Não é uma comparação entre governos com mais de 60 anos de distância um do outro, mas uma tentativa de entender a história a partir da narrativa de personagens presentes nos bastidores. Nesse sentido, comparações com memórias de outros políticos são instrutivas: assim como os livros de Moreira Franco e Amaral Peixoto, produzidos por Aspásia Camargo, são simultaneamente fonte histórica e projeto de autoimagem, “Os Mil Dias” e “963 Dias” podem ser vistos tanto como reveladores de fatos quanto narrativas sobre projetos interrompidos pela brutalidade. Cada qual no seu tempo e momento, ambos foram impedidos de chegar onde pretendiam.
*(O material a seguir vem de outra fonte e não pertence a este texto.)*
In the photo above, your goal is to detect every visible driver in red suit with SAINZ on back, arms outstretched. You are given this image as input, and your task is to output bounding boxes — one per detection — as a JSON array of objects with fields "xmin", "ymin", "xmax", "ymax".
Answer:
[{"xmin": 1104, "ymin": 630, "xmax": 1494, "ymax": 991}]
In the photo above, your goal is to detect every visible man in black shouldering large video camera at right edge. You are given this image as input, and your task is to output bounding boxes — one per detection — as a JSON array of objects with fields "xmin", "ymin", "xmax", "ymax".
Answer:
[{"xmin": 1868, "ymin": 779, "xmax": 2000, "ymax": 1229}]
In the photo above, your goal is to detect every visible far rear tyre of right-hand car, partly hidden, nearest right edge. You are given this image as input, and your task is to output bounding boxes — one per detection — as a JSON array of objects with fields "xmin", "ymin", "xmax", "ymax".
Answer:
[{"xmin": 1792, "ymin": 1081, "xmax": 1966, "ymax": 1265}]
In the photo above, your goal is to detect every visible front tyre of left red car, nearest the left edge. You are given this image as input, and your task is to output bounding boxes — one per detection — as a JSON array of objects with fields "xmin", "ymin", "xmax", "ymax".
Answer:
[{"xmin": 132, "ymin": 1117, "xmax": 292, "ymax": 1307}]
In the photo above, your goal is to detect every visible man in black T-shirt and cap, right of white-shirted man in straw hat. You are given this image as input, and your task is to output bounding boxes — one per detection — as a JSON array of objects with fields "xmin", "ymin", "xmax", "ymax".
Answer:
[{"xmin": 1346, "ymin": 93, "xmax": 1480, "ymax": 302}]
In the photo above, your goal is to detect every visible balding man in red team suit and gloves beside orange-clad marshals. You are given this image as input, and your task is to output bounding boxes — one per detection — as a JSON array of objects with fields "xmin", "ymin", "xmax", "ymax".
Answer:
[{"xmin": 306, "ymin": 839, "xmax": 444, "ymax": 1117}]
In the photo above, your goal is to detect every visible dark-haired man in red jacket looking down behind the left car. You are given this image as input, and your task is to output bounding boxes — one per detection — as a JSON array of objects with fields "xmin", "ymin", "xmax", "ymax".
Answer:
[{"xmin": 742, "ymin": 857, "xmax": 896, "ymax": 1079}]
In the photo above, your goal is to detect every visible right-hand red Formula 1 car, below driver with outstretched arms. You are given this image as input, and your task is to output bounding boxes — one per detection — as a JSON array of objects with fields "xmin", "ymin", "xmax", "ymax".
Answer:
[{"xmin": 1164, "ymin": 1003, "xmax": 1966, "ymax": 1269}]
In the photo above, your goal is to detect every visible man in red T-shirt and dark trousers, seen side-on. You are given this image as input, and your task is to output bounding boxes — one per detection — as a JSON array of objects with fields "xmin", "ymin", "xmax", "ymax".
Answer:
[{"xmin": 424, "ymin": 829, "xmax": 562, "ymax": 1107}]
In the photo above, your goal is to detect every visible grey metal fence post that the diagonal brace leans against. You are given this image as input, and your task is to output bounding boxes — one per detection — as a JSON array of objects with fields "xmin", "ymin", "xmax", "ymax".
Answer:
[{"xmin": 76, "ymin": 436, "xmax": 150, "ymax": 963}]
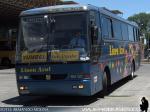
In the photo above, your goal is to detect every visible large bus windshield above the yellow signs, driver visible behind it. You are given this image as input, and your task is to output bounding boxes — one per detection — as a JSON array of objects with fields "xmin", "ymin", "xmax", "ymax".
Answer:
[{"xmin": 20, "ymin": 13, "xmax": 87, "ymax": 52}]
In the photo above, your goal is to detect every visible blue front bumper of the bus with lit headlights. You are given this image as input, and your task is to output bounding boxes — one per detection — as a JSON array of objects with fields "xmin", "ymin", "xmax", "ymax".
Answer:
[{"xmin": 18, "ymin": 80, "xmax": 92, "ymax": 96}]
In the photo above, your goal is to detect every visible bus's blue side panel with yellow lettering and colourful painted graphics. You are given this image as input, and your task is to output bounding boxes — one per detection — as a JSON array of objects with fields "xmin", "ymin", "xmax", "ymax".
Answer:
[{"xmin": 99, "ymin": 40, "xmax": 140, "ymax": 84}]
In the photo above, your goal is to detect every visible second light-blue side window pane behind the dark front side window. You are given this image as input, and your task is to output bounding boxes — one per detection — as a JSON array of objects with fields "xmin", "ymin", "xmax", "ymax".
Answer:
[{"xmin": 121, "ymin": 23, "xmax": 129, "ymax": 40}]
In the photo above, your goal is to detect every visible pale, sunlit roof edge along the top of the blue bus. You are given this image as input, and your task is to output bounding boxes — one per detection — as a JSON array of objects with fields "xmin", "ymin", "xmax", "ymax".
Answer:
[{"xmin": 20, "ymin": 4, "xmax": 138, "ymax": 27}]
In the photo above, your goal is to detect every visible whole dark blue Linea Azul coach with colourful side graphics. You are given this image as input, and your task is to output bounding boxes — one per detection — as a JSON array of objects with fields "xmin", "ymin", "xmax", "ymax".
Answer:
[{"xmin": 16, "ymin": 4, "xmax": 140, "ymax": 96}]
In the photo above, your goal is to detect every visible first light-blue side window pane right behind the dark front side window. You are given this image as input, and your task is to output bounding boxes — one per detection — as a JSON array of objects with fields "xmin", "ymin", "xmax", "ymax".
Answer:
[{"xmin": 113, "ymin": 20, "xmax": 122, "ymax": 40}]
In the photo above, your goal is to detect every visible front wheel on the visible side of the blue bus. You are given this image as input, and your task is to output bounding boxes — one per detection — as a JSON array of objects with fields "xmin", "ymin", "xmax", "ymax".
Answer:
[{"xmin": 102, "ymin": 71, "xmax": 108, "ymax": 96}]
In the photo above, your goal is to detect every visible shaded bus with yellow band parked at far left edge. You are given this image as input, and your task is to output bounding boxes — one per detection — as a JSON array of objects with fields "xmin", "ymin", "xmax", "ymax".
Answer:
[{"xmin": 0, "ymin": 29, "xmax": 17, "ymax": 67}]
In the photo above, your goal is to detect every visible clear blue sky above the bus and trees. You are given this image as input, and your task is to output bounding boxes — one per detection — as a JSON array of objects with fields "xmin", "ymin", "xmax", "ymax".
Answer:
[{"xmin": 66, "ymin": 0, "xmax": 150, "ymax": 18}]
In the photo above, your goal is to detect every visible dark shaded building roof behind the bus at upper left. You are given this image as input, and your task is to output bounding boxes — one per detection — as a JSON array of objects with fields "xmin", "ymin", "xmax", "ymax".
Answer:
[{"xmin": 0, "ymin": 0, "xmax": 76, "ymax": 38}]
Foi de Bruno Barreto a iniciativa de propor o documentário, nos idos de 2023. Depois de idas e vindas e muitas conversas, chegaram à versão final. O cinema foi o primeiro passo. Agora, o filme vai virar série em streaming, via Netflix ou Prime. Novas histórias serão contadas, aprofundando os registros do filme.
A comparação do documentário de Bruno Barreto com o livro de Arthur Schlesinger Jr. não é por acaso. São complementares. Os 1.000 dias de Kennedy, na realidade, foram 1.037. E essa “sobra” é justamente o tempo que faltou para Temer completar seus 1.000 dias. História na tela é sempre um deleite. A reportagem deste Poder360 sobre os 963 dias resumiu a realidade: “Os que o defendem continuarão a defender. Os que desgostam talvez ganhem mais motivos para tal”.